The Sapporo Snow Festival 2014: Retrospective

The Sapporo Snow Festival
By Renata Janney

snow1The yearly trip to the Sapporo Snow Festival in February is the biggest trip organised by FuJET. Each year JETs head for the coldest prefecture in Japan for snow sculptures, skiing and various other activities. If you haven’t gone on this trip, it is highly recommended – maybe next year?
snow2About 29 ALTs, my husband and I included, participated in the FuJET trip to Sapporo’s Snow festival in mid-February. We went to Hokkaido together by ferry, which, for land lubbers like me, was a new experience! After I got used to the rocking and the endless black night outside our windows, I had a good time! Both our ferries to and from Hokkaido had restaurants, onsen, TVs, and one even had a karaoke lounge! It might have taken a long time, but it was nice to travel in style.
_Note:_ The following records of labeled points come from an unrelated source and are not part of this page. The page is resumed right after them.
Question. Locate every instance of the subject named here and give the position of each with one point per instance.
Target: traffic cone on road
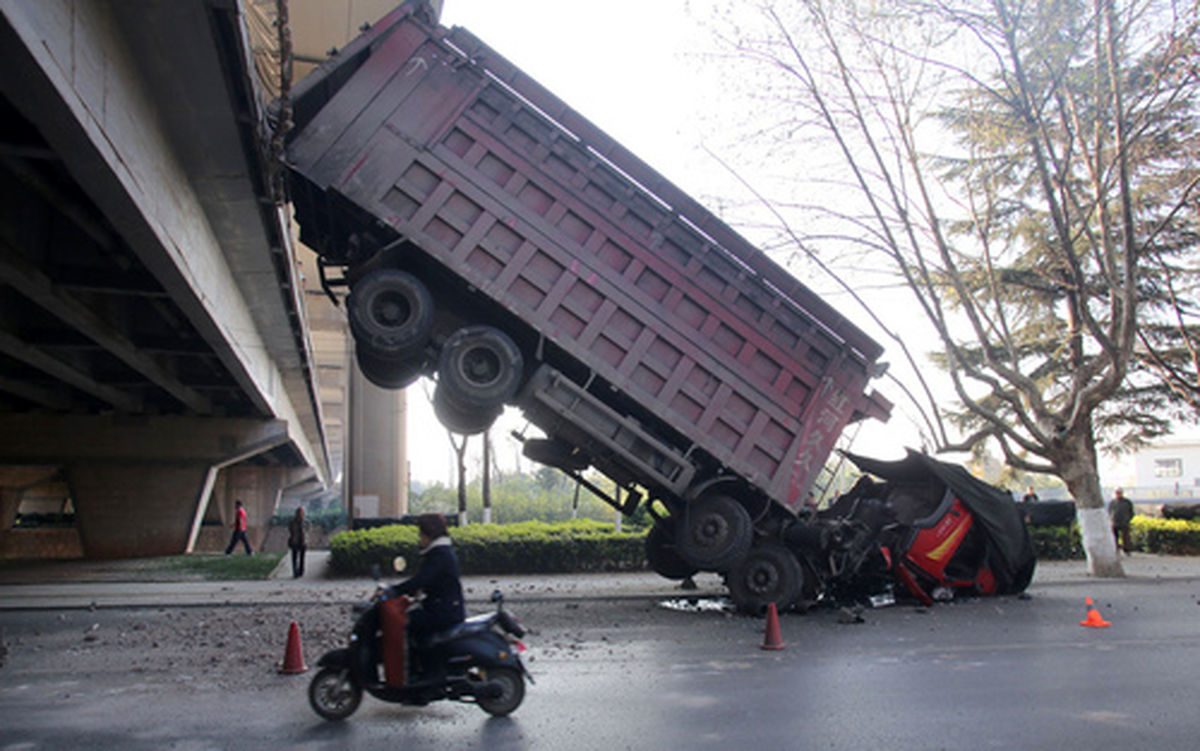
(1093, 619)
(293, 659)
(772, 640)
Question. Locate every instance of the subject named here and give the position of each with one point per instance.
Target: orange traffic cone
(293, 659)
(1093, 619)
(772, 640)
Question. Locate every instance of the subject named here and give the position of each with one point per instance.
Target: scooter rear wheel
(334, 695)
(511, 685)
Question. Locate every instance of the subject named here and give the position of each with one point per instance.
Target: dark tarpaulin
(1009, 547)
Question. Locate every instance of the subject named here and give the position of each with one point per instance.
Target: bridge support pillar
(142, 485)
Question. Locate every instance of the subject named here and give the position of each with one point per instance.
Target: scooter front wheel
(508, 690)
(334, 695)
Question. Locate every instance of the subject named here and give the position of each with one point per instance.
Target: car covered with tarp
(915, 528)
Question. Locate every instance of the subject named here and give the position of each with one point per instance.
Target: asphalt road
(618, 670)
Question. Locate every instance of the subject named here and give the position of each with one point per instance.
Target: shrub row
(587, 545)
(526, 547)
(1150, 535)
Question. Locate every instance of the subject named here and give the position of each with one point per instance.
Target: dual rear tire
(391, 316)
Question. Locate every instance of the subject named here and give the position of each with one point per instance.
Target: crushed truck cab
(493, 239)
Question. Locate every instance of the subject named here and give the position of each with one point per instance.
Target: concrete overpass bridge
(155, 356)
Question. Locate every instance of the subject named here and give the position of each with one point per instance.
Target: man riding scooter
(439, 580)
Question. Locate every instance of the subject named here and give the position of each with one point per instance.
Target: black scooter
(475, 661)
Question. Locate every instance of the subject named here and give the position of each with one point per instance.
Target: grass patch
(220, 568)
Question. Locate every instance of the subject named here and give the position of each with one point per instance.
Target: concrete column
(10, 500)
(258, 488)
(13, 481)
(142, 485)
(378, 450)
(135, 509)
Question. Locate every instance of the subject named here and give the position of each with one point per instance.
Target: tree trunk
(486, 487)
(1077, 467)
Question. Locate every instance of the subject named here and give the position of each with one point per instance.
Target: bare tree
(999, 154)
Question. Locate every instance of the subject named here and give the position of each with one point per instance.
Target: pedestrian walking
(298, 541)
(239, 530)
(1121, 515)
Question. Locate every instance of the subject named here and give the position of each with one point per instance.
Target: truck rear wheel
(663, 557)
(480, 368)
(714, 533)
(390, 313)
(768, 574)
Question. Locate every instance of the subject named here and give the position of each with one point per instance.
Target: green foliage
(526, 547)
(1150, 535)
(1057, 542)
(1167, 536)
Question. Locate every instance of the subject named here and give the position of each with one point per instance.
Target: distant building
(1168, 470)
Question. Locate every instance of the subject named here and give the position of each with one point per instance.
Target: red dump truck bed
(438, 137)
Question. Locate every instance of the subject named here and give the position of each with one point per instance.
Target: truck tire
(390, 313)
(769, 572)
(480, 368)
(462, 420)
(388, 373)
(663, 557)
(714, 533)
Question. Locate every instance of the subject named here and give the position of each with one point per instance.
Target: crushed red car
(916, 528)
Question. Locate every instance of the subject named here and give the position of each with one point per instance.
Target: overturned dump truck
(493, 239)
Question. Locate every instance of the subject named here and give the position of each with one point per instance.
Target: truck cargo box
(711, 350)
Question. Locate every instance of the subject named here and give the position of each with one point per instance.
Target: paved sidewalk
(83, 584)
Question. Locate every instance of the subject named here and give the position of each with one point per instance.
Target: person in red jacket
(239, 530)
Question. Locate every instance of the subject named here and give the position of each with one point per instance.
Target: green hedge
(587, 545)
(526, 547)
(1150, 535)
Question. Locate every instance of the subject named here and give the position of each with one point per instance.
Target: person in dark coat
(438, 580)
(298, 541)
(1121, 515)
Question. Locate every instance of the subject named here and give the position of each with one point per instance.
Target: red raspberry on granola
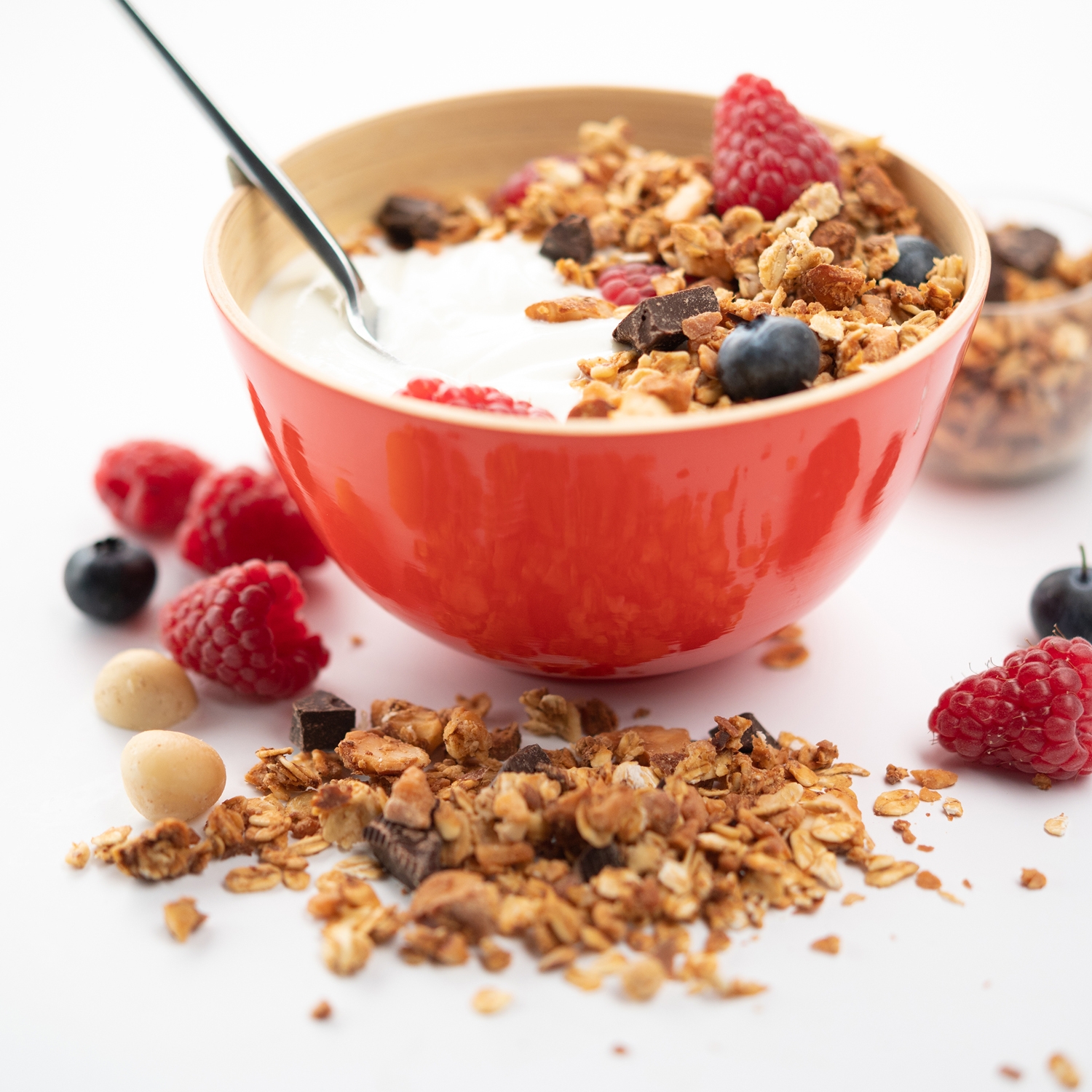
(766, 154)
(1033, 713)
(240, 629)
Once we arrived in Sapporo and settled into our hotel, we had our only combined activity in Sapporo – an all-you-can-eat meal at the Sapporo Beer Hall! Though I wasn’t interested in the beer, I got to try out Genghis Khan – lamb and vegetables cooked on your table. After the dinner, however, everyone could do what they want. A lot of people took advantage of the ski slopes near the city, or visited the chocolate factory in Sapporo. Our hotel was only a few blocks from the main site of the Snow Festival, so Tyson and I visited the sculptures throughout our weekend. There were some huge sculptures of palaces, but I really loved the smaller snow sculptures of everything from hinaningyou (traditional Japanese dolls) to Totoro! We were also really close to the Maruyama Zoo! I loved seeing some of the Hokkaido wildlife there, as well as some cute polar bears and the tropical bird exhibit.
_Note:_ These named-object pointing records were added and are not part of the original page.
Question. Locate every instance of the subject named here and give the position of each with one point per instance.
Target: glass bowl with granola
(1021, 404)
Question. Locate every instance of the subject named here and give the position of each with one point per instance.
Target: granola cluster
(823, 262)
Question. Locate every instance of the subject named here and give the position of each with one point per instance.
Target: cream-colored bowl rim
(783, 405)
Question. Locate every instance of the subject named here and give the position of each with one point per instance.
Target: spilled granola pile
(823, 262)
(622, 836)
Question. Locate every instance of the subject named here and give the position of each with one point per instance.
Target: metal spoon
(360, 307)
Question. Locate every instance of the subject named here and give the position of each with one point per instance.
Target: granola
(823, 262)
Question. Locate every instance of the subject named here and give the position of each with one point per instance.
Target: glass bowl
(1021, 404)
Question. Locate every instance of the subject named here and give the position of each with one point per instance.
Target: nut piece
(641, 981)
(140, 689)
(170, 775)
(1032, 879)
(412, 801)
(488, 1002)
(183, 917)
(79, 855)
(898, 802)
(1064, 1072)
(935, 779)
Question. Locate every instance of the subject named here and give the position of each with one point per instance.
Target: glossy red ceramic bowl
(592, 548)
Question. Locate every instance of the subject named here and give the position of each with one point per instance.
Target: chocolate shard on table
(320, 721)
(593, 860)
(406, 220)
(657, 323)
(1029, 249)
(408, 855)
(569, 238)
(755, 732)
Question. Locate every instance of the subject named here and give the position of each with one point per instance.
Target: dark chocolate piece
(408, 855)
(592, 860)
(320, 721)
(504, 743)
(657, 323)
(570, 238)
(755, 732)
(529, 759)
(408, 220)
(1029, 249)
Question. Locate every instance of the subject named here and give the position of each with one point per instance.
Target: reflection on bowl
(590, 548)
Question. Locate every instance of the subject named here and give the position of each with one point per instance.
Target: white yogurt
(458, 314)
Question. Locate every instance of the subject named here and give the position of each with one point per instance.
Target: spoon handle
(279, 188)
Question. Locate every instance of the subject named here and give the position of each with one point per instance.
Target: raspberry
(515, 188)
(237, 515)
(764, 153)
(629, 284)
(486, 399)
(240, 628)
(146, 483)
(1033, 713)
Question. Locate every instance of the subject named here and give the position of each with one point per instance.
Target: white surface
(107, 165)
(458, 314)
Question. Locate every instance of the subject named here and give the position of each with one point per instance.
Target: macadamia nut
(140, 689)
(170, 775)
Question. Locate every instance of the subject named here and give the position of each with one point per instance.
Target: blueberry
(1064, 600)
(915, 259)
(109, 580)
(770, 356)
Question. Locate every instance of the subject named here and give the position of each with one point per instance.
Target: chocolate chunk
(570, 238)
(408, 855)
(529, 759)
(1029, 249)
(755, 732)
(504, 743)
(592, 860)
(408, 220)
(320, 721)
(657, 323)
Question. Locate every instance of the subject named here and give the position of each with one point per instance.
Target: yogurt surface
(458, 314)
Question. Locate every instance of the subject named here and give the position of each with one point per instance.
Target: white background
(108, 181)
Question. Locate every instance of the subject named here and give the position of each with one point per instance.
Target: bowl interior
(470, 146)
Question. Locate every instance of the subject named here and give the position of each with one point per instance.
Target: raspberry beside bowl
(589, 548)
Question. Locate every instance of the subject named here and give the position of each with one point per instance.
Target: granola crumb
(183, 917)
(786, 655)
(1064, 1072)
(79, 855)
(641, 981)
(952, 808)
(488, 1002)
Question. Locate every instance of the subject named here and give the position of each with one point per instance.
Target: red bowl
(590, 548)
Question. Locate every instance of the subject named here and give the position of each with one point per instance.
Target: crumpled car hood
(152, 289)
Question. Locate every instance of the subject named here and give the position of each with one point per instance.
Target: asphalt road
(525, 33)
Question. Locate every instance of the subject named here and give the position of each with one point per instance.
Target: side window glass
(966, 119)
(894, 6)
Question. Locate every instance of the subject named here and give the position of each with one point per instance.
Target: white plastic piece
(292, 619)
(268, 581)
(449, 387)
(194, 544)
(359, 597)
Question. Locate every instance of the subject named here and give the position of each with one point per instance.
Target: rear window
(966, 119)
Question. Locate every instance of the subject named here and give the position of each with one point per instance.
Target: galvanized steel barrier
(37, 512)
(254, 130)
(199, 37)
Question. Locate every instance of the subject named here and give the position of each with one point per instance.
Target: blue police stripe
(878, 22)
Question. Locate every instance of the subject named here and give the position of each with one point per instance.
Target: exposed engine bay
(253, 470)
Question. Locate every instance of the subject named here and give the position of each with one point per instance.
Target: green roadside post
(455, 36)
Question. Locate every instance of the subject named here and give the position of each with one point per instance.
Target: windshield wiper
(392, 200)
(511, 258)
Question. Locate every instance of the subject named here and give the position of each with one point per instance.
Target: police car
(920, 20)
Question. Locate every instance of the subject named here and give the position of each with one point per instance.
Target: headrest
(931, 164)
Tyson and I also went to the town of Otaru, a port city about one hour from Sapporo. While it was a lot busier than I thought it would be, I loved seeing the lanterns they had strung out over the canals. Tyson and I also had a fun time getting lost and we ate at a kaisendon (sashimi over rice) restaurant off the beaten path.

In case you couldn’t tell, one of the best parts of this trip for me was the food! Hokkaido is famous for its ramen, and Tyson and I had the opportunity to eat in Ramen Alley, a small street with 17 ramen shops. The area is also famous for its crab, and I got to try a lot of crab dishes – one of my favorites was crab miso soup!

snow3To sum up, Tyson and I had a great time in Sapporo! The town has a very different vibe from other Japanese cities, since the area was only settled in the 19th century. I was worried about the cold and the snow, but as long as I bundled up I stayed warm! If you have the chance to visit the festival, I recommend that you take it!